Dislocation or dysplasia can be treated by splinting the legs in a position of flexion and abduction. Treatment is indicated for months and when initiated early is very succesful. If dislocation is not recognized until the child starts to walk, a limp and lurching to the affected side will suggest the diagnosis.

Selasa, 01 Maret 2011

Kyphosis and Lordosis

Kyphosis is curvature in the antero-posterior direction, usually in the thoracic region.
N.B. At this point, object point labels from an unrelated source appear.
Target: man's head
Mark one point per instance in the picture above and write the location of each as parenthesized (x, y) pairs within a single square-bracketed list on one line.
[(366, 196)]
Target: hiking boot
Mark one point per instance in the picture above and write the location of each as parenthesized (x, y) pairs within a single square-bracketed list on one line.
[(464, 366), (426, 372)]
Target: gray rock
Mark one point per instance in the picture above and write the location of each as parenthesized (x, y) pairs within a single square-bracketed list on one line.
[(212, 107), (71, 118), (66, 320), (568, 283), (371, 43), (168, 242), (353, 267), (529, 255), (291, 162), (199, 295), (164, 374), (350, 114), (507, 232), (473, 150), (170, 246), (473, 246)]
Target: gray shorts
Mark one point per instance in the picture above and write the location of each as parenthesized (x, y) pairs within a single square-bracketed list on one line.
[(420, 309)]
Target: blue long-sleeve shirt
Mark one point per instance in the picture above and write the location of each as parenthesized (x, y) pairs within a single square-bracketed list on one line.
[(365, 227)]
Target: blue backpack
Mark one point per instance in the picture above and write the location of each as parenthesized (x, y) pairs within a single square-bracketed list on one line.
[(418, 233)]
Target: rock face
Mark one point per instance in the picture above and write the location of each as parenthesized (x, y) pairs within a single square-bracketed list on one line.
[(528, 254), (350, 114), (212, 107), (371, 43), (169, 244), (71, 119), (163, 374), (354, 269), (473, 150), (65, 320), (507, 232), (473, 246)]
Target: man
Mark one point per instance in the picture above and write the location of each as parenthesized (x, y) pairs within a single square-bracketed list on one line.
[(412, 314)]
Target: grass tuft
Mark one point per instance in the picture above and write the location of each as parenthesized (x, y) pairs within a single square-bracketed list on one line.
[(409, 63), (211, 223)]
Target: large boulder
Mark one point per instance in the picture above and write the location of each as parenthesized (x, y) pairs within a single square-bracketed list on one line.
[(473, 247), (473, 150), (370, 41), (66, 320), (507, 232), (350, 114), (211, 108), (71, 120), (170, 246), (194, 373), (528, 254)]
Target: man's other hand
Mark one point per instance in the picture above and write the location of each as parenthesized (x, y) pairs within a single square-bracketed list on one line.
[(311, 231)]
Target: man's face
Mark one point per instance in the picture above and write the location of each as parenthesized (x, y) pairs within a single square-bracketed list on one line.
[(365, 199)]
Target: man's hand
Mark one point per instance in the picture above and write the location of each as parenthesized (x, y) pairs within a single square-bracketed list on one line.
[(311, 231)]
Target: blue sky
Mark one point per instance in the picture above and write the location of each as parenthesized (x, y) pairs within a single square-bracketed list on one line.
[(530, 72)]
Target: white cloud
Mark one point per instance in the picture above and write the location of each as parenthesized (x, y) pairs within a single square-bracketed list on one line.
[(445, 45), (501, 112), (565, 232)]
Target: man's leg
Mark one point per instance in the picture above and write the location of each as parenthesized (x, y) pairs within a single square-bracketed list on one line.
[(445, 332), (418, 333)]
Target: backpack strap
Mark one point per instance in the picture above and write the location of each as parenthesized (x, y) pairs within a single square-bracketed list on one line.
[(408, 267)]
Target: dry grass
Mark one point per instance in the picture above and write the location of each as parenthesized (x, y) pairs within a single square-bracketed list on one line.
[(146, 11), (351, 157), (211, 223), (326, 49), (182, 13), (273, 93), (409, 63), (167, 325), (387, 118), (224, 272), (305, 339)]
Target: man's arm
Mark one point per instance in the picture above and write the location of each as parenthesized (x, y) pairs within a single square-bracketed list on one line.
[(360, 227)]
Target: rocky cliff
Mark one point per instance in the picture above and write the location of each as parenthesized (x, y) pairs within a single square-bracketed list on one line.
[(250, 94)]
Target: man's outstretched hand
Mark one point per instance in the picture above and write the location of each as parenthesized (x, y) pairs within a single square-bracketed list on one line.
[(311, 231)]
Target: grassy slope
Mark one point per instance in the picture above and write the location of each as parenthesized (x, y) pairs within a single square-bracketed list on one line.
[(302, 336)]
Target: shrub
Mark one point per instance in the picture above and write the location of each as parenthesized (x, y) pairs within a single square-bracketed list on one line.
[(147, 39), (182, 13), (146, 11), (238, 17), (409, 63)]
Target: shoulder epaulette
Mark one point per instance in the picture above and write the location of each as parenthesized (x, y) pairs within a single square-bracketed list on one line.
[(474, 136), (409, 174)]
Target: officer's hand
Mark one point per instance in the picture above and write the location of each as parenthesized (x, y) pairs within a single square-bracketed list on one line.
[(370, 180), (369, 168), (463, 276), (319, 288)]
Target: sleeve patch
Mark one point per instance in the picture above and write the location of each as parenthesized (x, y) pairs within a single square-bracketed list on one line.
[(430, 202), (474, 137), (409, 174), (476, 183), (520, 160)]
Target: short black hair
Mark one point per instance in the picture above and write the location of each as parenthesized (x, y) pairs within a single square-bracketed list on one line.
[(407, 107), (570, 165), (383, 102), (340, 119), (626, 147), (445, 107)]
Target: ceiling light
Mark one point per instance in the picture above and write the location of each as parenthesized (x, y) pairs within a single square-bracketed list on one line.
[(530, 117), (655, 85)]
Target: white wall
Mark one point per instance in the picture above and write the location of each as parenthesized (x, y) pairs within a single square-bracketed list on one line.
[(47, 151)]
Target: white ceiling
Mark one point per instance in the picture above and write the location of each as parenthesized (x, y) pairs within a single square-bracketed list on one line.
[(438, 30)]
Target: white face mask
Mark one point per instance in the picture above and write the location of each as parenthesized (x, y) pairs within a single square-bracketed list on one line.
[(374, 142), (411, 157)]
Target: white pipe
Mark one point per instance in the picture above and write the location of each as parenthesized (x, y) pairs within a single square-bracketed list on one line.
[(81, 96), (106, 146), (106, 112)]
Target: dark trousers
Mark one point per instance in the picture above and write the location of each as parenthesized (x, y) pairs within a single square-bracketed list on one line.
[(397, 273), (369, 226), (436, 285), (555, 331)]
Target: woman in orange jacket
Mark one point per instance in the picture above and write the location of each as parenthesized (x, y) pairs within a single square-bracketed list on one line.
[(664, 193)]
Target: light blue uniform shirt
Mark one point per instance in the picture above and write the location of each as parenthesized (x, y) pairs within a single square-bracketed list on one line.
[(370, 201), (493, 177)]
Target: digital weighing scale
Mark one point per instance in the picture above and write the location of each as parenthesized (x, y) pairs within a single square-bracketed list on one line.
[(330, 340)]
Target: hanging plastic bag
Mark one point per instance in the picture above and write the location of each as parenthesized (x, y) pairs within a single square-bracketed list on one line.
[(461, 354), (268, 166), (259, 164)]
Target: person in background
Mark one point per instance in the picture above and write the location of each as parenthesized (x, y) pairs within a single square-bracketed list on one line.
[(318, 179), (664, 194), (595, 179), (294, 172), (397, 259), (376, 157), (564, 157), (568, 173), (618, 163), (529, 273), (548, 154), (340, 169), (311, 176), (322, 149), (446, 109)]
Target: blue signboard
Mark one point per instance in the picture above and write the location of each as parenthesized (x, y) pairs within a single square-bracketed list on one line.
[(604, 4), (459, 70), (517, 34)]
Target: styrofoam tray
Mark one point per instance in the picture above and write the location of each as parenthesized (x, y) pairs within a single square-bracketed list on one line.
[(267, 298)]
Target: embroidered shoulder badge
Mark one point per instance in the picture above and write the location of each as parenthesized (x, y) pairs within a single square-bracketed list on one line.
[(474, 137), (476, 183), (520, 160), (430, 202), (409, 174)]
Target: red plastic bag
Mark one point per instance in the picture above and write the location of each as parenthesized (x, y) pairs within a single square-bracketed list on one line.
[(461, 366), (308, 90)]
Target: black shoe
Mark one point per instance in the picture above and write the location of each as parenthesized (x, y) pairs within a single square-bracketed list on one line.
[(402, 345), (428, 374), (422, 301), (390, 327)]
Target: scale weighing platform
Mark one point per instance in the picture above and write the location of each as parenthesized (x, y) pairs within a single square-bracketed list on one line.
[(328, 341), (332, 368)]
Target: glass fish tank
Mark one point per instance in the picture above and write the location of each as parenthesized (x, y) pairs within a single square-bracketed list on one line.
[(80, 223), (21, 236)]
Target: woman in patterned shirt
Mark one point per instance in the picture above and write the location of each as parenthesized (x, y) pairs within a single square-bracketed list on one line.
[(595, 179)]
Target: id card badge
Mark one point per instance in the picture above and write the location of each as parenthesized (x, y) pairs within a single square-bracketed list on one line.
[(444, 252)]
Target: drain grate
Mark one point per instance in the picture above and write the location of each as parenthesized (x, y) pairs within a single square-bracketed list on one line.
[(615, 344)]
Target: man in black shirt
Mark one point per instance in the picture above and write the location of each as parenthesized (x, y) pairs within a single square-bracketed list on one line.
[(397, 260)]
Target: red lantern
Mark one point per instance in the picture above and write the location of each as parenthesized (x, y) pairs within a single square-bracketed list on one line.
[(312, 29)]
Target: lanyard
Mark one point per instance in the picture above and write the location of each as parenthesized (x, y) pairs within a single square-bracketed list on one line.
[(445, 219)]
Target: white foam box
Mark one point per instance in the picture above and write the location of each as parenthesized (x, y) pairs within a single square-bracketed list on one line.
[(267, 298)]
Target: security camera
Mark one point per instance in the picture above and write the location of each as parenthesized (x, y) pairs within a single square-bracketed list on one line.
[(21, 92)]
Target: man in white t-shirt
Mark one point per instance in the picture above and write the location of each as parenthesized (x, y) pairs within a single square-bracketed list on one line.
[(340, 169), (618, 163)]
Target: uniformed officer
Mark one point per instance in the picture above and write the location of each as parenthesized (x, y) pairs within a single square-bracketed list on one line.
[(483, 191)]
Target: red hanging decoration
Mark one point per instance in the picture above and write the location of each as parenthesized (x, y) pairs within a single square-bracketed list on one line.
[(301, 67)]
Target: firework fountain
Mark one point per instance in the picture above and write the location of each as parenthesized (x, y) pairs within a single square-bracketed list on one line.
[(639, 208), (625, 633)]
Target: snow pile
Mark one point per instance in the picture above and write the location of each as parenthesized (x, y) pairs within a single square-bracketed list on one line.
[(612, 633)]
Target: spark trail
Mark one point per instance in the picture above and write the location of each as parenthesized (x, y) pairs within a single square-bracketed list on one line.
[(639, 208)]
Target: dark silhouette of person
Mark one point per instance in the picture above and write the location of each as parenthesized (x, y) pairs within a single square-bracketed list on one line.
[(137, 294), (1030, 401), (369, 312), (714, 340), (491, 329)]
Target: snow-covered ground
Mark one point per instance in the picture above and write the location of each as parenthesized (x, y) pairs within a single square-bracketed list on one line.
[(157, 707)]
There is a problem with ossification of the anterior portion of the vertebral body (Scheuermann kyphosis). Back pain is common and worse when standing. Bracing is usually succesful controlling the curvature. Minor degrees of kyphosis may occur in adolescent girls that can be corrected by improving their posture. Lordosis occurs in the lumbar region and tends not to be a major problem.

Scoliosis

This is a curvature of the spine of greater than 10 percent in the coronal (side-to-side) plance. There are many different casues. Idiophathic scoliosis is the most common cause and occurs during the adolescent growth spurt. It is more common is females and is painless. If the curve is less than 25%, observation is indicated. If the curveture is 25-40%, bracing should be considered and surgery is usually indicated for curves greater than 40-50%.
Congenital scoliosis usually results from abnormal vertebrae and the progression usually does not improve with bracing. Many are associated with renal, cardiac, or other anomalies wich should be looked for. Paralytic scoliosis results from neuromuscular disorders. If there is scoliosis with progression, it is usual to follow with X-rays every 6 months. The main reason to perform surgery is stop the progression of the curvature. Usually, posterior spinal fusion will be sufficient in idiopathic scoliosis. Neuromuscular disorders associated with scoliosis mar require anterior as well as posterior fusion. Metal rods, with hooks or wires, may supplement the fusion.

Poplietal Cyst (Baker Cyst)

This is an out-pouching of the synovial capsule of the knee joint under the medical head of the gastrocnemius muscle. It is usually asymptomatic and the main issue is that there is a 30 percent recurrence rate after surgery.